WASHINGTON — The Pentagon is stepping up efforts to get family members of U.S. troops out of Afghanistan, creating a database of the dozens who are trapped there.

On Thursday, more than two months after the U.S. military withdrew completely from Afghanistan, Undersecretary of Defense for Policy Colin Kahl issued a memo asking any U.S. military personnel and DOD civilians with immediate family members who need help leaving Afghanistan to email his office.

The memo, obtained by NBC News, instructs service members and Defense Department civilians to email a specific address with the subject “immediate family member.” In addition to names, the emails will need to include passport, contact and other personal information about the family members so they can be added to the database.

There are still several dozen immediate family members of U.S. service members in Afghanistan, according to defense officials. Those include children, sisters and brothers, and parents. There are well over 100 extended family members still in Afghanistan, but it’s not clear how many of them want to leave the country, the officials said.

Sept. 24, 202101:32

Until now, said defense officials, the individual military services had been tracking cases of U.S. military personnel with family still stuck in Afghanistan.

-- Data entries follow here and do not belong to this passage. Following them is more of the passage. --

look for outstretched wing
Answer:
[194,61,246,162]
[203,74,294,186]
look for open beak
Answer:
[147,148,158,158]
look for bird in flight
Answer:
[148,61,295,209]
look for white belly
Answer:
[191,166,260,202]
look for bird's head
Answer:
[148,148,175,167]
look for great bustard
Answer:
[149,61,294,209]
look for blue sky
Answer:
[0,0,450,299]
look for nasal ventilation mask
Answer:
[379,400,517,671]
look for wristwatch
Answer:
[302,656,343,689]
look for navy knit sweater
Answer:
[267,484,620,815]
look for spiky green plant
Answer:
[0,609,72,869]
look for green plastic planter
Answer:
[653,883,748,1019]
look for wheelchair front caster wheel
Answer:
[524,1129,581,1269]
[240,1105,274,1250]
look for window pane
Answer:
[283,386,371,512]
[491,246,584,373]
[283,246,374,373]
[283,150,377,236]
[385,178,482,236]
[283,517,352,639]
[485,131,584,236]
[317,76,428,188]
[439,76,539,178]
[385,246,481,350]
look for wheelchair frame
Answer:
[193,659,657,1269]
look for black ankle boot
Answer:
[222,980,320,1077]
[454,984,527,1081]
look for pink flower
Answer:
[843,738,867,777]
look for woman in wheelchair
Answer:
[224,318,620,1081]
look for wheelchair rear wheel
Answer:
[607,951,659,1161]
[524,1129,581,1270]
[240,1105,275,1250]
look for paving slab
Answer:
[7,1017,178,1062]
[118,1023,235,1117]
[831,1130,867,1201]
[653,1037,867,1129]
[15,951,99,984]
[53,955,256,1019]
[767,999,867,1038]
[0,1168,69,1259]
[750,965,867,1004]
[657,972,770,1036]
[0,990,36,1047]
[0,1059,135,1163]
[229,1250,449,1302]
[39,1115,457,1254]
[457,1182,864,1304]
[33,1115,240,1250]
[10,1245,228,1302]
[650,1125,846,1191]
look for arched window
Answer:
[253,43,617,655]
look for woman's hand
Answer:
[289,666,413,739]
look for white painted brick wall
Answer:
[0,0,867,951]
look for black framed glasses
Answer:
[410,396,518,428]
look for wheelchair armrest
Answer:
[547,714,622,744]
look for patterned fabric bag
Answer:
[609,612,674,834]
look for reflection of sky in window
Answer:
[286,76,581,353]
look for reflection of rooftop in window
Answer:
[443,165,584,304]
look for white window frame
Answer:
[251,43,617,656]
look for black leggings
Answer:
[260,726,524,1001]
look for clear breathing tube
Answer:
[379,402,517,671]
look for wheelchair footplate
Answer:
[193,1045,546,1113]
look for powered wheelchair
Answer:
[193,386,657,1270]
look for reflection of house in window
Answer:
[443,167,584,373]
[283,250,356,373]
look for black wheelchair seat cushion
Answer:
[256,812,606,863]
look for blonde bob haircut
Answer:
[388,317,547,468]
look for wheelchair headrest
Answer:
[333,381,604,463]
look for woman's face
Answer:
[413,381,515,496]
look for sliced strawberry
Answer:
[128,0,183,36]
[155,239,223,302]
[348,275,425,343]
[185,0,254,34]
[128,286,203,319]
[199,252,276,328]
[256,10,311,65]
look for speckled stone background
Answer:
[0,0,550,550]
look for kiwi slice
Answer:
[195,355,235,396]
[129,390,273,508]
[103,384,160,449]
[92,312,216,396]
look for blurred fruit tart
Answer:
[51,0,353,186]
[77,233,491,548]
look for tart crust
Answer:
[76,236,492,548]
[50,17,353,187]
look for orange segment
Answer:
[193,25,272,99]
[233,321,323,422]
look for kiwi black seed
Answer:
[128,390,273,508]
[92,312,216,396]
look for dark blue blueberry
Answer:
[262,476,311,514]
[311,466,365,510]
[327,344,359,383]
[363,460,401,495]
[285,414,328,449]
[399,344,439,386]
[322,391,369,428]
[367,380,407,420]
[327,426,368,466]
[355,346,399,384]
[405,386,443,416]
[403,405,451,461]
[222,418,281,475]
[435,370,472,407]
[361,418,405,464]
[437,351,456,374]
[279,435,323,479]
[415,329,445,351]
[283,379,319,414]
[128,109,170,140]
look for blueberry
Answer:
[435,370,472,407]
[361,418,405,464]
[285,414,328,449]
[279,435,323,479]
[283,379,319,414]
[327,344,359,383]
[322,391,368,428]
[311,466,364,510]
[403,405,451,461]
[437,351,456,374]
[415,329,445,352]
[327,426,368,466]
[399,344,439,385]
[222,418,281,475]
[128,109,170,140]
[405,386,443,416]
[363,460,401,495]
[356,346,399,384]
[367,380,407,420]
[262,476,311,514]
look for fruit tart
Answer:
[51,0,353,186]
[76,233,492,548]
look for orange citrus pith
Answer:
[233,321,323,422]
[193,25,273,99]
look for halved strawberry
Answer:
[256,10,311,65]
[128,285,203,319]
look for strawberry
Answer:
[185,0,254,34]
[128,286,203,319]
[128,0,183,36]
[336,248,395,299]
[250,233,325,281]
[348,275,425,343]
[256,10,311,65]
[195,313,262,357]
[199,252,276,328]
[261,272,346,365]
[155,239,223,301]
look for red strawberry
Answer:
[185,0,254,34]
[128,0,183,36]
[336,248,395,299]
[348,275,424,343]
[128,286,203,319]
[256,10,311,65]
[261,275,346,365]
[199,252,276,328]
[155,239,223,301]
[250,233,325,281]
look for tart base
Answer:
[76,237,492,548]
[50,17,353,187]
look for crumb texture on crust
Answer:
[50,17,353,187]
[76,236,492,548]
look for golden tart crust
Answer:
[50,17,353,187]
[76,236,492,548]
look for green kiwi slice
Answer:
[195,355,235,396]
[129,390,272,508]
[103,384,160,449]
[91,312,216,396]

The branches will continue their efforts, but a defense official said the memo shows “a more deliberate effort at the DOD level” to keep track of how many people are impacted. The official said there is real momentum to help get immediate family members out. “There is an increased desire to make sure that as we make this push that we have every situation accounted for,” the official said, adding that they are trying to “expand the reach” to make sure DOD personnel and their families are getting help.

The official said once the information is consolidated, the Pentagon will work with the State Department to extract family members who want to leave. The U.S. military will not have a role in actually getting the people out of the country, the official said.

The Pentagon does not have a good accounting of how many DOD civilians still have immediate family members in Afghanistan, the officials said.

Sept. 8, 202102:32

Many of the service members with family still in Afghanistan are Afghan born, say defense officials, and some served as interpreters during the war and moved to the U.S. and enlisted before the U.S. military withdrawal.

Members of Congress have been pushing the Pentagon to do more to help service members with family stuck in Afghanistan. Rep. Michael McCaul, R-Tex., sent a letter to Defense Secretary Lloyd Austin and Secretary of State Antony Blinken in September asking them to get involved.

“Over the past month, I have been contacted by hundreds of Texans who are desperately trying to get friends and family members safe out of the country,” he wrote. “That includes the family members of several Texans who currently serve in the military.”

“The federal government has turned their backs on them. If we abandon the family members of our service men and women in Afghanistan, they will certainly be slaughtered by the Taliban,” he wrote.